I've spent the past week and a half trying to understand why I am so affected by the death of Michael Jackson. I have never felt so sad at the passing of someone I never met. Clearly, I am not alone, but it has taken me by surprise. Watching old videos, hearing the songs again, being mesmerized by the dancing - I pondered this phenomenon. The top ten selling albums last week were all Michael's. His radio play has been said to have increased 1735% countrywide. There were 2.6 million downloads of his songs in the first three days after his passing.
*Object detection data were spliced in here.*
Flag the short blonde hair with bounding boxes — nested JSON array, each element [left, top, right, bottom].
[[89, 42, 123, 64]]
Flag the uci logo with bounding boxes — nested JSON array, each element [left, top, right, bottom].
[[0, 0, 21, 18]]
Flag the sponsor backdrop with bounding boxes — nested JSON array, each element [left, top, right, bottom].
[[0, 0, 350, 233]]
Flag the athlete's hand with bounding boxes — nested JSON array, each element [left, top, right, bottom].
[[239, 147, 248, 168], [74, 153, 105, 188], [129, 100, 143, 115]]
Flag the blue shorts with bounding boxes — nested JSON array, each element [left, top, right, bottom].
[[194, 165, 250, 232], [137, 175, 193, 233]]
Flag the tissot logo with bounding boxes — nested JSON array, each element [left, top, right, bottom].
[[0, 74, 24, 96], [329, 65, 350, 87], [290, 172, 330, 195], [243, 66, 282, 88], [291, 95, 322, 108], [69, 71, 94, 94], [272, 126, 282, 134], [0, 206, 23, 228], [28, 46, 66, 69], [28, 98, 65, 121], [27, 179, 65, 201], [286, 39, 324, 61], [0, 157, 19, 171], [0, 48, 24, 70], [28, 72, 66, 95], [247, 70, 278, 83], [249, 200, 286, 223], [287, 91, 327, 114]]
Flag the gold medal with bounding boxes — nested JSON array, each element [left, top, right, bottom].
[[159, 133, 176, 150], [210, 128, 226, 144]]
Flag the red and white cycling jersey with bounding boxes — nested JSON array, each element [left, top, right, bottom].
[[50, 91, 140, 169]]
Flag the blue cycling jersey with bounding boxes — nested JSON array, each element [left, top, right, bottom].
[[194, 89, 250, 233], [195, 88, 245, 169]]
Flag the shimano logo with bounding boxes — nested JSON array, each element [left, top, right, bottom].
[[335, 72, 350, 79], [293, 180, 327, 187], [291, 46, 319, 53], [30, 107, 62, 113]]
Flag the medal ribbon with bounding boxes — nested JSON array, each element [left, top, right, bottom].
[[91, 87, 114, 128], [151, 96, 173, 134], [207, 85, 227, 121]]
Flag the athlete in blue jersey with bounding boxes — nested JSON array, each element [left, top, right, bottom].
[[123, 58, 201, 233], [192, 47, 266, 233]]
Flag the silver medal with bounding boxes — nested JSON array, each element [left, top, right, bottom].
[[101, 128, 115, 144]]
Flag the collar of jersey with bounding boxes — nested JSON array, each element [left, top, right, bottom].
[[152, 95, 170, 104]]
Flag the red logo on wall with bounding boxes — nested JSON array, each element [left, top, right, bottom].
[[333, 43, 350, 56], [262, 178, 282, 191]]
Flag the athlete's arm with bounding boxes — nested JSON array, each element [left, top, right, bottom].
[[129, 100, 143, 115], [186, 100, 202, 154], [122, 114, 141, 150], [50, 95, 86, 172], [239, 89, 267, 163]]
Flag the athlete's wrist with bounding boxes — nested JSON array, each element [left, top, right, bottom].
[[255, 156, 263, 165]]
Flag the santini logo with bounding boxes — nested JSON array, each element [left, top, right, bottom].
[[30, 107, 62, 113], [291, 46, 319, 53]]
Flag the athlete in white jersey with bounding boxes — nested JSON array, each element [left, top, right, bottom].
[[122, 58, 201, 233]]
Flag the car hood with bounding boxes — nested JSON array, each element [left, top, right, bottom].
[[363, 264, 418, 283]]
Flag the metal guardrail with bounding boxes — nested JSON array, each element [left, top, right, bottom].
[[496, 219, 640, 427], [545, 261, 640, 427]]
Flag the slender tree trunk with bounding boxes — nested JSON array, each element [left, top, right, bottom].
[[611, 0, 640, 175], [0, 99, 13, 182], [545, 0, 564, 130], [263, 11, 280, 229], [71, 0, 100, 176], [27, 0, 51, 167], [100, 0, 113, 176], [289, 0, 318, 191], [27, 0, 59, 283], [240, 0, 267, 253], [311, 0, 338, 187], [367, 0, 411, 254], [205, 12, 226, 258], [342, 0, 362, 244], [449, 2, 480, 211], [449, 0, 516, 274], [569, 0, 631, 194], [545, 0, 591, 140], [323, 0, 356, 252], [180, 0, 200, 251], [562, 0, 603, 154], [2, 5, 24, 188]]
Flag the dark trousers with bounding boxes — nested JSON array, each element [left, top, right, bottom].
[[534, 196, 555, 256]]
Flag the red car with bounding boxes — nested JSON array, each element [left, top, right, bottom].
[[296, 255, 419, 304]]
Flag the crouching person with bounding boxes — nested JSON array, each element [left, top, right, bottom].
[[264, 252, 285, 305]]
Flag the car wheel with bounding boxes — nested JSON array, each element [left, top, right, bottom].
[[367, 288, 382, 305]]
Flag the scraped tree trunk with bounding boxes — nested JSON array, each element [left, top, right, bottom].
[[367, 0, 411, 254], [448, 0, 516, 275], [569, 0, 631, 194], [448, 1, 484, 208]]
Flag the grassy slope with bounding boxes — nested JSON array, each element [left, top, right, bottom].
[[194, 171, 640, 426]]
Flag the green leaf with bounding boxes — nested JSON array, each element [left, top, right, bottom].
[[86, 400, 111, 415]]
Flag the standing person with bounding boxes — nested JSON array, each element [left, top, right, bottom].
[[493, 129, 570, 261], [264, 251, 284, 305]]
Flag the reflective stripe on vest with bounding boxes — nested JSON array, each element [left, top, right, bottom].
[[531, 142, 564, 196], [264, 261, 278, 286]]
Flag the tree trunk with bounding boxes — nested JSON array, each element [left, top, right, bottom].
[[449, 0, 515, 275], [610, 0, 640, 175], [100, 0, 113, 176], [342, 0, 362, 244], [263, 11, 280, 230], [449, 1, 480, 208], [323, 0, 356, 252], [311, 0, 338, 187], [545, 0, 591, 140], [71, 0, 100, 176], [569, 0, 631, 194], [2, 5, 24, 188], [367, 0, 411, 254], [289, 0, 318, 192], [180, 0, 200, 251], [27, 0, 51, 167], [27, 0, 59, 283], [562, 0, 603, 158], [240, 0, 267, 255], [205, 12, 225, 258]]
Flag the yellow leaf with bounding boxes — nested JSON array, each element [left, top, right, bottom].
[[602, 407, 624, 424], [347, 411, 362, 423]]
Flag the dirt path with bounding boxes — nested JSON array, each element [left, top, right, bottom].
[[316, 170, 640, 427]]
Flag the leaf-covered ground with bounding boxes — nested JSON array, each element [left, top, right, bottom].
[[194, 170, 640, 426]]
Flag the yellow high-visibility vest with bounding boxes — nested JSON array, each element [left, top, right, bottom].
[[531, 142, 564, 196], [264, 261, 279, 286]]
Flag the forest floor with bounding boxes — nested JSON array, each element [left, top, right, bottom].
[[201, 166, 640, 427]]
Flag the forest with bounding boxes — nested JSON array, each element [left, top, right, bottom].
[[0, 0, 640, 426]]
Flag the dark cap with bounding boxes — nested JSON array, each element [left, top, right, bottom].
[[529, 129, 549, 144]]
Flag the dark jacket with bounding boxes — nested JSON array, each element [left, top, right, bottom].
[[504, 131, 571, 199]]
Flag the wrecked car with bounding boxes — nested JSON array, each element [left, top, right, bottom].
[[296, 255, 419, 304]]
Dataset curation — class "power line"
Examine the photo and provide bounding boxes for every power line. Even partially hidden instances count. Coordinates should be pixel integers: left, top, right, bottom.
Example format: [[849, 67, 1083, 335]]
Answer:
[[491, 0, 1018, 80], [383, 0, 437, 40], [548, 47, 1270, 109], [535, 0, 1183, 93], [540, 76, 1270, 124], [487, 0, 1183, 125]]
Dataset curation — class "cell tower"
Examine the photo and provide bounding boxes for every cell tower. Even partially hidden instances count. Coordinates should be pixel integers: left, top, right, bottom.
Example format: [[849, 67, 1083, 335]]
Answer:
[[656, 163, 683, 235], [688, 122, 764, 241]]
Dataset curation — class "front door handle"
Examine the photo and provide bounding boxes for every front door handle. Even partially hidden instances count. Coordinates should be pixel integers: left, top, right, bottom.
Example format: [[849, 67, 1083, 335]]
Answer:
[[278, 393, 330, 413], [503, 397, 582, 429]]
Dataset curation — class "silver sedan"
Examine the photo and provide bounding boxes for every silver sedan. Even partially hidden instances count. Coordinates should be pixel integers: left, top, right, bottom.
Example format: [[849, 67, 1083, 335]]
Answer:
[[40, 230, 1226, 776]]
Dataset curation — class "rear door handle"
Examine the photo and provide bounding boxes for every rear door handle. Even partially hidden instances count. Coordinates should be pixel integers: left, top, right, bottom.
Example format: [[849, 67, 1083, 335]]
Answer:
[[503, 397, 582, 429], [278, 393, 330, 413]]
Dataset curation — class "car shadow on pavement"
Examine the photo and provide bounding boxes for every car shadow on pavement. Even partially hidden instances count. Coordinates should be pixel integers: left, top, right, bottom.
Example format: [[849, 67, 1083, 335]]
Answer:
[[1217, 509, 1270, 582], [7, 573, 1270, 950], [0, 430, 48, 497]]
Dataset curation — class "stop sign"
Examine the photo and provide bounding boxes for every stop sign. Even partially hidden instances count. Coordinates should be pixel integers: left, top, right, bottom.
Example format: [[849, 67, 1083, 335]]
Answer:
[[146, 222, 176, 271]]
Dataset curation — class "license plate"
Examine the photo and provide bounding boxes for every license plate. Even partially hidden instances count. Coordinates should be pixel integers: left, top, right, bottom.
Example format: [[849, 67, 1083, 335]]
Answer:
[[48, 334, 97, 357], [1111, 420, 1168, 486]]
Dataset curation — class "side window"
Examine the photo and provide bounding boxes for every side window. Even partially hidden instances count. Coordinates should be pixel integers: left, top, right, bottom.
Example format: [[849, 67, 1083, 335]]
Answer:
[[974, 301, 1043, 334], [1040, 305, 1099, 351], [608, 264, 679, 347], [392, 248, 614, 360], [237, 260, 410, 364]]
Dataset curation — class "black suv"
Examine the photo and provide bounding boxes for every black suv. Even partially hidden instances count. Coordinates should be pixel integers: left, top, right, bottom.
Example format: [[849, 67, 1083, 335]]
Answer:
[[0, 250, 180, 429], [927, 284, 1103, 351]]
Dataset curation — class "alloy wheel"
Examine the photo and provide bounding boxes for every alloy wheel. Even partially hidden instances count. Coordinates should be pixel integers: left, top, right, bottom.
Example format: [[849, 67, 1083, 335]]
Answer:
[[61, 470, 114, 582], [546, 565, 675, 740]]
In explaining this, a spokesman from Rolling Stone eloquently said "His music has been liberated from the eccentricities." That's it. We can go back and love the songs and be amazed at the showmanship and innovation knowing that he will no longer do anything curious or weird to distract us from his real talents.
How can one person have such an influence and impact on the world by just being an entertainer? He is, at this point, arguably the most famous celebrity in history - bigger than Elvis or Marilyn, who also both burned out too soon. For me, I realized he has been around most of my life. We are close in age and I was a preteen fan when he was a preteen singing "ABC".
But what does the word influence mean? When you can actually remember the night in 1983 when you saw the moonwalk for the first time (and there is not a lot I can remember from 1983!). When you can picture your little children dancing around the living room to "Beat It" (and they remember it too). When certain songs you hear now bring back memories. When you are still mesmerized by the seemingly un-human dance moves in a video you've seen dozens of times. When you now realize how many musical artists copy his moves from decades ago - I guess that influence. He was, in fact, a part of our lives.
So that's what I have figured out so far. It's a cultural phenomenon that I'm trying to understand. I'd be glad to hear your take on it. Meanwhile, Rest in Peace, Michael Jackson - the peace we can't even come close to here on Earth - you did what you were born to do. You used all the talents God gave you - and that 's the best thing we can do in our short lives.
Friday, June 26, 2009
Michael Jackson

Being a blogger, I have to say something about Michael Jackson today. I have always had a soft spot in my heart for him - for the little boy looking for his lost childhood and the man looking for love that wasn't predicated on his bizarre fame and fortune. My own opinion is that his parents did not protect him, but used him as a moneymaker when he was a child. Michael Jackson, in fact, was a child prodigy in his musical talent and style. He was born to perform, but I do not believe that human beings are born to be idolized and worshipped. It is not normal and it is not something that the human spirit knows how to handle. We've seen it time and time again. No human is God - and yet how many child celebrities have gone on to lead weird and dysfunctional lives and early deaths.
Michael Jackson was close to my age and I remember watching the little boy on TV singing his heart out with joy and style. I thought he was adorable. I actually remember the Mowtown 25th anniversary show in the early 80's when he danced the moonwalk and blew the crowd away. I always admire originality. Lots of us thought he was odd, but I don't think you could say he was stupid. He knew exactly how to make himself a star - and he did. But being a star of that magnitude stresses the body and spirit to the breaking point - and that is probably why he is dead at age 50. I think Elvis was 42.
It's a sad story of American pop culture and one full of pathos for me. I pray that he rests in real peace and won't know about all the future sightings and rumors of him not being dead that will surely crop up in the near future.